Sunday, August 5, 2007

9th Annual Peace Day Santa Fe



This morning I dragged my 14-year-old brother Alex and his friend Ram, to the 9th Annual Peace Day Santa Fe. The fact that the mayor of Santa Fe, David Coss, was speaking halfway through the festivities lent an otherwise lacking air of legitimacy. He was scheduled to speak at eleven, but when we showed up at eleven fifteen or so, there were still a number of people enthusiastically hanging strings of paper cranes on the Children’s Peace Monument while Zoe Evans played “Imagine” by John Lennon. We were offered to join in a number of times, once by a man wearing a white sheet and white pants that looked like they were made out of hemp. I had warned them that there would be hippies there.
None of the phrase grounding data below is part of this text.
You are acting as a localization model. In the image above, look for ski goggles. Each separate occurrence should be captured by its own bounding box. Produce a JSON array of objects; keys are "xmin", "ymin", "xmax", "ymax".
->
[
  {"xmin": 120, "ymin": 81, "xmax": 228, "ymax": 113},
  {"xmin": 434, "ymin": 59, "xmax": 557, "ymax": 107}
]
I did get a chance to speak to the mayor after he spoke and told him about the “Truth in Recruiting” workshop that I’m planning and invited him to speak. Then we proceeded to “Socrates in the Trees,” or “Dialogue circles exploring the important questions related to ‘How can we transform our culture to a culture of peace and realize peace in our time?’” I’m not sure that they came up with an answer to the question. That’s a pretty tall order.

While I was there (wearing my IVAW t-shirt of course) I was approached by David Collins, a reporter from the Santa Fe New Mexican. He first wanted to talk about what I thought about the Peace Day, but quickly moved on to my case and I reminded him that I was on the front page of his publication just a couple months ago. I had to go into my whole back-story again, which I didn’t mind, except that I was eager to find out how we could realize peace in our time.

He interviewed me for a good thirty minutes and after I mentioned that I spoke Arabic, he asked me if I ever planned to go back to Iraq. I said I had no plans, but I would love to as a member of Iraq Veterans Against the War, maybe to organize a nonviolent resistance. I described my outlandish fantasy of seeing all of the Iraqis in the insurgency stop shooting at Americans and instead get all of the hundred of thousands (if not millions, cumulatively, since the invasion) of protestors that were marching in the streets and get them to sit in around US military bases in Iraq. They could fairly easily shut down the occupation without any violence much more effectively than shooting at US troops.

It was then that Collins found it necessary to remind me that when speaking to him, I was “really speaking to the world.” He seemed to think it was a very radical idea and something I was crazy to suggest. I told him that it doesn’t reflect any abnormal sentiment or crazy desire. I’m against the occupation of Iraq, pro-sovereignty and self-determination for all people especially Iraqis, and I’m a proponent of nonviolent resistance. By simply combining these concepts, you get Iraqis doing sit-ins all over Iraq. It’s just a novel tactic that no one has really talked about yet. I don’t actually plan to go to Iraq to try to organize this. The Iraqi people aren’t dumb, and I’m sure that someone there has had the same idea. I just think the resistance is too fractured, and led by too many violent men with a death wish to come together this way. I just hope it gets there soon.

I ended up in a very interesting discussion with a member of Senator Jeff Bingaman’s New Mexico staff hosted by Concerned Citizens for Nuclear Safety. Before leaving to take Alex to his polo game, I got a chance to speak to Sadaf Cameron of CCNS. Just as she was getting into certain futilities of the peace movement, I was able to whip out my letter about National Truth in Recruiting Day. (More on that coming soon.) When the conversation got a bit serious, I decided she was ready for The People’s Army of America. I can’t wait to see if she joins.